# Sonic Craft Woofers $20/Pr Shipped - Not Mine



## jimbno1 (Apr 14, 2008)

Not Mine

SPEAKERS,SONIC CRAFT,S G C | eBay

Weird frame truncated on one side only. Looks kind of like a peerless HDS frame with only one flat side.

Appears to be pretty well made. Woven tinsel leads, nice spider and looks like venting underneath and probably composite frame, bumped back plate, rubber surround.

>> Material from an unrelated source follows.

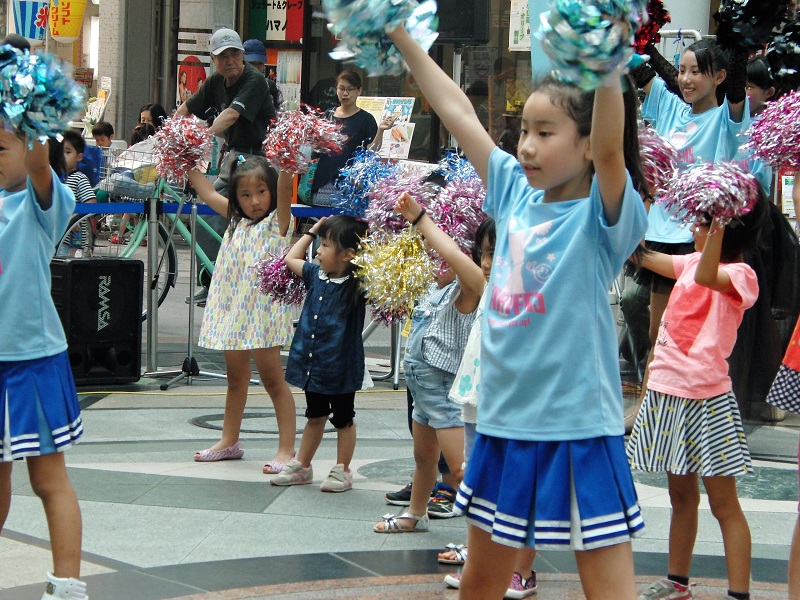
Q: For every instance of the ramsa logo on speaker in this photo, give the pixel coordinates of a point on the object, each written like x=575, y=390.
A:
x=104, y=312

I would guess some form of Seas Prestige or Peerless from appearances but who knows. If anyone has $20 and needs a 7" it might be worth a try.


----------



## TrickyRicky (Apr 5, 2009)

jimbno1 said:


> Not Mine
> 
> SPEAKERS,SONIC CRAFT,S G C | eBay
> 
> ...


Man am tempted to get a pair. But would love to get more TS parameters. They do look pretty well made. Just dont like the plastic trim around the driver/speaker.


----------



## emperorjj1 (Sep 10, 2008)

lol look like stock speakers


----------



## jimbno1 (Apr 14, 2008)

You mean like OEM car speakers? Not many stock speakers have a cast frame, bumped back plate etc. At least not the ones I have removed.


----------



## Frasier (Jul 16, 2010)

jimbno1 said:


> Weird frame truncated on one side only. Looks kind of like a peerless HDS frame with only one flat side.


They're truncated on both sides...


----------



## emperorjj1 (Sep 10, 2008)

jimbno1 said:


> You mean like OEM car speakers? Not many stock speakers have a cast frame, bumped back plate etc. At least not the ones I have removed.


ya but look at the **** metal color that they use on oem speakers and im pretty sure its that plasticy ******** that oem speakers come with

i could be wrong just saying


----------



## GLN305 (Nov 2, 2007)

Look at the Ebay woofers then look at these:

M165X Woofer

Hard to miss the similarities. Basket is plastic BTW.


----------



## Knobby Digital (Aug 17, 2008)

If anyone here got a pair, the T/S are posted in a link in a ?uestion.


----------